Founded: 2012 by Poojan Kumar and Satyam Vaghani
Based: San Jose, California
Talk about when you started and the opportunity you saw?
The company was started in February 2012 and what we saw in the market was how the data centre has changed drastically in the last ten years thanks to technologies from VMware in which a siloed application has now changed into a virtual data centre where people throw applications inside virtual machines on top of storage architecture.
That led to an interesting problem on the storage side from a shared storage perspective, and that problem had to be solved. Ultimately, people were trying to solve the problem, but in a hardware-centric way using flash as a technology, and we felt there was a need to solve the problem in a very software-centric way, similar to how VMware was built. That led to us building and starting PernixData.
How did you raise money?
We started off with a series A round of finance from a top VC from the Bay area called Lightspeed Ventures.

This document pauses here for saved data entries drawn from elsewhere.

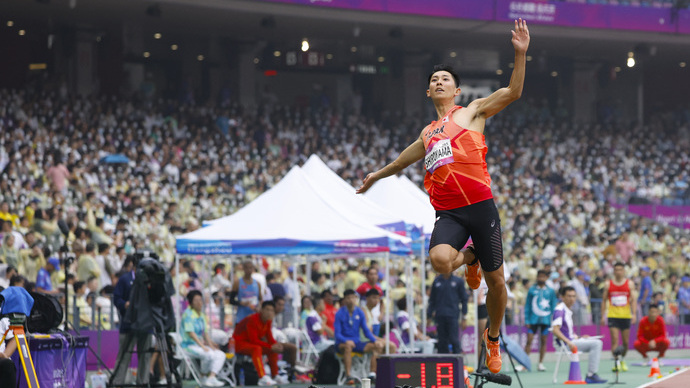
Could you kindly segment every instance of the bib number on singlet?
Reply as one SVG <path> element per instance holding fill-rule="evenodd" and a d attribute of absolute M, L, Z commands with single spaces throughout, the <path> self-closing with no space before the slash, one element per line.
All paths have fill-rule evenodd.
<path fill-rule="evenodd" d="M 628 304 L 627 295 L 616 295 L 611 297 L 611 304 L 615 307 L 624 307 Z"/>
<path fill-rule="evenodd" d="M 453 148 L 450 139 L 439 140 L 431 149 L 426 151 L 424 157 L 424 168 L 433 174 L 437 168 L 453 163 Z"/>

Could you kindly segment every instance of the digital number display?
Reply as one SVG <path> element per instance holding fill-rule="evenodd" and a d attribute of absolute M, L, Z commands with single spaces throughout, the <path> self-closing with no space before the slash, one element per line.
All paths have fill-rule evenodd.
<path fill-rule="evenodd" d="M 395 385 L 411 385 L 422 388 L 455 388 L 454 365 L 452 362 L 395 362 L 393 381 Z"/>

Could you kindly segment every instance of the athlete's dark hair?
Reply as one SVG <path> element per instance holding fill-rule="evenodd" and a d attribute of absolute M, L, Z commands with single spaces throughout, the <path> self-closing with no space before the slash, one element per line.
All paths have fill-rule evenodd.
<path fill-rule="evenodd" d="M 659 309 L 659 305 L 658 305 L 658 304 L 650 304 L 650 305 L 649 305 L 649 308 L 650 308 L 650 309 L 657 309 L 657 310 L 658 310 L 658 309 Z"/>
<path fill-rule="evenodd" d="M 546 272 L 546 270 L 544 270 L 544 269 L 540 269 L 539 271 L 537 271 L 537 276 L 539 276 L 539 275 L 544 275 L 544 276 L 548 277 L 549 273 Z"/>
<path fill-rule="evenodd" d="M 434 65 L 434 71 L 432 71 L 429 74 L 429 79 L 427 79 L 427 84 L 431 83 L 431 77 L 436 73 L 437 71 L 447 71 L 450 73 L 450 75 L 453 76 L 453 79 L 455 80 L 455 87 L 460 87 L 460 76 L 458 76 L 458 73 L 455 72 L 455 69 L 453 69 L 452 66 L 446 65 L 443 63 L 440 63 L 438 65 Z"/>
<path fill-rule="evenodd" d="M 623 262 L 617 261 L 615 264 L 613 264 L 614 267 L 623 267 L 625 268 L 625 264 Z"/>
<path fill-rule="evenodd" d="M 566 294 L 568 291 L 573 291 L 573 292 L 574 292 L 575 289 L 574 289 L 573 287 L 570 287 L 570 286 L 565 286 L 565 287 L 561 288 L 561 292 L 560 292 L 561 296 L 565 296 L 565 294 Z"/>

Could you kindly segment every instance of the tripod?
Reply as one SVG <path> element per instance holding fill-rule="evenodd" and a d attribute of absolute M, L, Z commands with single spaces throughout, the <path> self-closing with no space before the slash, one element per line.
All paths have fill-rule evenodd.
<path fill-rule="evenodd" d="M 19 359 L 22 362 L 22 369 L 24 369 L 24 376 L 26 376 L 26 385 L 28 388 L 39 388 L 34 360 L 31 358 L 31 351 L 29 350 L 29 344 L 26 342 L 26 333 L 24 332 L 26 315 L 11 313 L 8 316 L 10 318 L 10 327 L 3 334 L 0 342 L 5 342 L 7 333 L 11 330 L 15 341 L 17 341 L 17 350 L 19 351 Z"/>
<path fill-rule="evenodd" d="M 503 341 L 503 333 L 499 335 L 500 340 Z M 505 342 L 504 342 L 505 343 Z M 520 384 L 520 388 L 524 388 L 522 386 L 522 381 L 520 381 L 520 374 L 518 373 L 517 369 L 515 369 L 515 363 L 513 362 L 513 356 L 510 355 L 508 351 L 506 351 L 506 354 L 508 355 L 508 359 L 510 359 L 510 365 L 513 367 L 513 373 L 515 373 L 515 377 L 518 379 L 518 383 Z M 477 372 L 473 373 L 474 374 L 474 386 L 481 388 L 484 384 L 486 384 L 487 381 L 491 381 L 497 384 L 502 384 L 502 385 L 511 385 L 512 384 L 512 379 L 510 376 L 504 375 L 502 373 L 491 373 L 489 372 L 488 368 L 486 367 L 486 346 L 481 346 L 481 350 L 479 351 L 479 366 L 477 367 Z"/>
<path fill-rule="evenodd" d="M 623 382 L 623 381 L 618 381 L 618 374 L 620 373 L 620 370 L 621 370 L 621 360 L 620 360 L 620 358 L 621 358 L 620 355 L 619 355 L 619 354 L 616 354 L 616 353 L 614 352 L 614 355 L 613 355 L 613 362 L 614 362 L 614 364 L 613 364 L 613 365 L 616 366 L 616 381 L 609 383 L 609 385 L 608 385 L 609 387 L 612 386 L 612 385 L 616 385 L 616 384 L 625 384 L 625 382 Z"/>
<path fill-rule="evenodd" d="M 170 369 L 170 359 L 168 358 L 170 355 L 170 353 L 169 353 L 169 342 L 167 340 L 166 333 L 162 330 L 156 330 L 153 334 L 139 334 L 139 336 L 141 336 L 141 335 L 153 335 L 153 337 L 156 339 L 156 343 L 158 344 L 158 348 L 159 348 L 158 351 L 160 352 L 161 359 L 163 361 L 163 368 L 165 369 L 165 379 L 166 379 L 167 383 L 166 384 L 151 384 L 149 382 L 149 383 L 142 383 L 142 384 L 139 384 L 139 383 L 136 383 L 136 384 L 120 384 L 120 383 L 115 384 L 114 380 L 115 380 L 115 377 L 117 375 L 117 371 L 120 370 L 120 368 L 127 368 L 129 362 L 131 361 L 131 356 L 128 358 L 128 357 L 125 357 L 124 354 L 125 353 L 129 353 L 129 354 L 134 353 L 132 342 L 135 340 L 135 338 L 137 340 L 141 339 L 141 337 L 138 337 L 136 334 L 128 333 L 127 338 L 125 340 L 125 343 L 123 344 L 123 347 L 126 350 L 124 350 L 123 356 L 118 358 L 117 364 L 115 365 L 115 372 L 113 372 L 113 374 L 110 376 L 110 380 L 108 381 L 107 386 L 108 387 L 168 387 L 168 388 L 181 387 L 182 386 L 181 385 L 182 379 L 180 377 L 180 374 L 177 372 L 177 369 L 174 369 L 172 372 Z M 143 341 L 137 341 L 137 353 L 140 356 L 142 355 L 142 353 L 154 353 L 156 351 L 155 349 L 153 349 L 151 347 L 149 347 L 149 349 L 146 349 L 146 350 L 139 349 L 139 346 L 142 344 L 142 342 Z M 139 371 L 139 372 L 141 373 L 141 371 Z M 148 371 L 145 371 L 145 373 L 148 373 Z M 171 378 L 173 375 L 175 376 L 175 383 L 174 384 L 173 384 L 172 378 Z"/>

We raised $7 million and went on to raise $20 million last year in a series B round. The first money was used to hire a lot of smart engineering talent to build the product. Like any other enterprise company, it's easy to make a product in Powerpoint but it's hard to make one in reality that can really work in data centres around the world. And we wanted to do exactly that. We didn't want a niche product, we wanted to build a product that can change data centres worldwide.
So the money was used to hire the best of the best engineers in the Valley and other places ,and really build the product. The second round of financing was used to accelerate the sales and marketing efforts, once we established there was a very nice fit from a product market perspective.
What exactly are you doing that's different?
VMware has done an incredible job of blurring the lines between servers. They have built a cluster platform that virtualises computers across a set of servers. We are doing something similar but we are doing it to virtualise any form of storage resources that sit in the server. We are doing it in a way that isn't disruptive to enterprise environments; it has disruptive technology, but like VMware back in the day, it's very nondisruptive to the applications and the infrastructure. To build something truly scale-out, distributed, and, at the same time, non-disruptive to enterprise environments was a very hard problem.
To do it in a software form was hard too because ultimately everyone talks about software-defined infrastructure, but they ship a box. Sure, there's software inside it, but there's a reason they ship a control hardware box because it's easy to control when you ship a hardware appliance. To do it with software, you have less control on how people are going to use your software. That takes a lot of thinking and a lot of knobs that you build in to be able to make it run seamlessly in every data centre out there.